The Sooners lost three starters, including national player of the year Buddy Hield, from the regional championship team, and are finishing the season without injured top scorer Jordan Woodard.
Texas overhauled its roster in a bigger way and was left without much firepower. The Longhorns, picked third in the preseason, finished last in the Big 12 at 4-14 and 10-21 overall, the program’s lowest marks in their Big 12 history.
Tech, which came to Kansas City as the seventh seed a year ago, doesn’t carry the same resume this year and is an NCAA Tournament longshot.
But any one of the bottom four seeds, including No. 8 TCU, is entirely capable of success in Sprint Center.
Start with the Sooners, who won their final three home games, and led top-ranked Kansas by 12 with 10 minutes remaining in Lawrence before falling.
The Longhorns have knocked off a couple of NCAA-bounds teams, Iowa State and Oklahoma State, and have one of the nation’s top freshmen in Jarrett Allen.
Only once in the past seven tournaments has a team that won on the first day posted a victory in the next day’s quarterfinals.
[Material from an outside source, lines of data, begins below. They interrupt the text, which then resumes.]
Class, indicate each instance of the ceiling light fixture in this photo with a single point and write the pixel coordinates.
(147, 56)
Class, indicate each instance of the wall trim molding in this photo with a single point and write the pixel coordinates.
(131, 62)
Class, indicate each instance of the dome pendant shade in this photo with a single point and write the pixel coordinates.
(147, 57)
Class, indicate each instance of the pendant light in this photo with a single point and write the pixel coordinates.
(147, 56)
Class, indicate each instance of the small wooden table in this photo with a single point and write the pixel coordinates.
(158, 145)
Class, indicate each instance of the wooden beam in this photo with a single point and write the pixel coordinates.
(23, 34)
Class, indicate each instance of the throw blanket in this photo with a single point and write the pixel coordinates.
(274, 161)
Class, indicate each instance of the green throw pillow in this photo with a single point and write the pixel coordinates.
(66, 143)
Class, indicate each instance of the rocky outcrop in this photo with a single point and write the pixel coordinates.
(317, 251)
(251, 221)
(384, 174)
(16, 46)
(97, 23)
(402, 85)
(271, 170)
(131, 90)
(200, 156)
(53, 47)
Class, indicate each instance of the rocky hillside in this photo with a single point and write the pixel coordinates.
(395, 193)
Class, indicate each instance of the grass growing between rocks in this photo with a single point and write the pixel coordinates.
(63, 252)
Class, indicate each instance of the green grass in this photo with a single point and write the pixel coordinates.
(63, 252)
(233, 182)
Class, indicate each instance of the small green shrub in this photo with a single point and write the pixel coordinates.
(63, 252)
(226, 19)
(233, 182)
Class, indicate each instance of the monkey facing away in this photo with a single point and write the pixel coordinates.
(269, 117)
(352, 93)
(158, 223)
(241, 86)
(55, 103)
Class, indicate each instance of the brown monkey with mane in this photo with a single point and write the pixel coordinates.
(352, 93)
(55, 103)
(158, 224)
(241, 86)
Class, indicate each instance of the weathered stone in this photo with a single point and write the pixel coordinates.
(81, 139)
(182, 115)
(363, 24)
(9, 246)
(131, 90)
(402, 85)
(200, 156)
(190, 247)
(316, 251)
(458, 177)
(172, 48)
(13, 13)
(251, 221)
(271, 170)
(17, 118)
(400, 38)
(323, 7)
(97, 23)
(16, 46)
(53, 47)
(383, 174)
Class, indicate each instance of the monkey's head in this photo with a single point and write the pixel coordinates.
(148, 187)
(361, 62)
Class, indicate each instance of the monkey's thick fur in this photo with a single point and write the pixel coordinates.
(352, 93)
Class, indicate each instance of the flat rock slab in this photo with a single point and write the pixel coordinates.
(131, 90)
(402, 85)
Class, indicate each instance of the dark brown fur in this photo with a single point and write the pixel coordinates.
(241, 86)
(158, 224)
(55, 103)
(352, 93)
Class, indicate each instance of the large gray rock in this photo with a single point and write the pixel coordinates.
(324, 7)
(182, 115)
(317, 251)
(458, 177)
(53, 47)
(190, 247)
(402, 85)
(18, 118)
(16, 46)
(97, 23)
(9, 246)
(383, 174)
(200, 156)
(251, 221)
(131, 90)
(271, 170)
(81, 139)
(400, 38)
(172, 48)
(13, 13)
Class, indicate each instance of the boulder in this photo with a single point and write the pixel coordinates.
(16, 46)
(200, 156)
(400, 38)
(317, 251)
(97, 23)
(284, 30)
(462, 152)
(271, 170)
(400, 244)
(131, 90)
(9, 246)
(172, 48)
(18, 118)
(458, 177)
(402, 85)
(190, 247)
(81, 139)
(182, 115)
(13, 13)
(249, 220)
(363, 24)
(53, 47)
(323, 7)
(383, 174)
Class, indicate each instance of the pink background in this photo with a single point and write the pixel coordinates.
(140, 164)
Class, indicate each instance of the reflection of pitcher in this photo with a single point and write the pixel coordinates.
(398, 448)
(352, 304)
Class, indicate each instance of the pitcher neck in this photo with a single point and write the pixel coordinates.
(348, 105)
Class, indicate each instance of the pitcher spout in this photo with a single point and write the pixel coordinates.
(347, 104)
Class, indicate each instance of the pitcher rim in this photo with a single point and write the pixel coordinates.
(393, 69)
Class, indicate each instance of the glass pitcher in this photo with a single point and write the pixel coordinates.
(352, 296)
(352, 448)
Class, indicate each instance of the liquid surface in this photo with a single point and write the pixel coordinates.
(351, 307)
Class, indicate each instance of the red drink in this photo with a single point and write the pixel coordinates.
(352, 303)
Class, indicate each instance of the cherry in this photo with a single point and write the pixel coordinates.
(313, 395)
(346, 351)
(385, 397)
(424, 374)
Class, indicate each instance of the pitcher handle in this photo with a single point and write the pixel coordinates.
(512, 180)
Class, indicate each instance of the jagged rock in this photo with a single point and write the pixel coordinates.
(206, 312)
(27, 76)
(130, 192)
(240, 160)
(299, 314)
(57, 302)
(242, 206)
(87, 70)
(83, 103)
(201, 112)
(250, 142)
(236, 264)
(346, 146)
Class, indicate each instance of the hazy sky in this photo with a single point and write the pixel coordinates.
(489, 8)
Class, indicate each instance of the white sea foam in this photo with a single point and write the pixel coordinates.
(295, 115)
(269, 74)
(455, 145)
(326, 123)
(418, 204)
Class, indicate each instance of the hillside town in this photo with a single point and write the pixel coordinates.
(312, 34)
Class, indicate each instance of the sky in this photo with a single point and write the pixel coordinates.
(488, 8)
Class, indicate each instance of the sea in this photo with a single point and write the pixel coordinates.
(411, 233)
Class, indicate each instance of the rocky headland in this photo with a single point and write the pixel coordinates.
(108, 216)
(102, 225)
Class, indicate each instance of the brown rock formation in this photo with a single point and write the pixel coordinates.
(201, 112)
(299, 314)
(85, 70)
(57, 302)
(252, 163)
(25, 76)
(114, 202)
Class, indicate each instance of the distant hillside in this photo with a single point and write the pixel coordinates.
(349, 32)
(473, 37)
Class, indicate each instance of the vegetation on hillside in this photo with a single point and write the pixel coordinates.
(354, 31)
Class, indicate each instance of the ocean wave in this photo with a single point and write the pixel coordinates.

That was Baylor, a No. 7 seed in 2014, which reached the title game before falling to Iowa State.
What appears to be true about this year’s tournament is fewer NCAA at-large teams in the mix and only one — sixth-seeded Kansas State — as a true bubble team.
The Wildcats’ 2-0 record on the final week of the regular season, improved their at-large chances, but Kansas State will have the most at stake in Kansas City. Not only with its postseason hopes but perhaps the future of coach Bruce Weber, who in his fifth year will be looking to guide his team to the NCAA for the first time since 2014.
The Big 12 has sent seven teams to the NCAA in each of the past three years, but this year has produced locks in the first five seeds — Kansas, West Virginia, Baylor, Iowa State and Oklahoma State — and K-State’s maybe.
Kansas is seeking a No. 1 seed in the NCAA Tournament and over the past several seasons its success in Kansas City has been tied to its Big 12 Tournament seeding.
KU has won 13 straight Big 12 regular-season titles. But over the past decade only in the years when it has won the tournament — 2007, 2008, 2010, 2011, 2013 and 2016 — have the Jayhawks been an NCAA top seed.
No team below a No. 4 seed has won the Big 12 Tournament, which means no team has won four games in four days. The chore is a far-fetched notion, but so was the idea of a Final Four team in 2016 arriving as a No. 9 seed this season.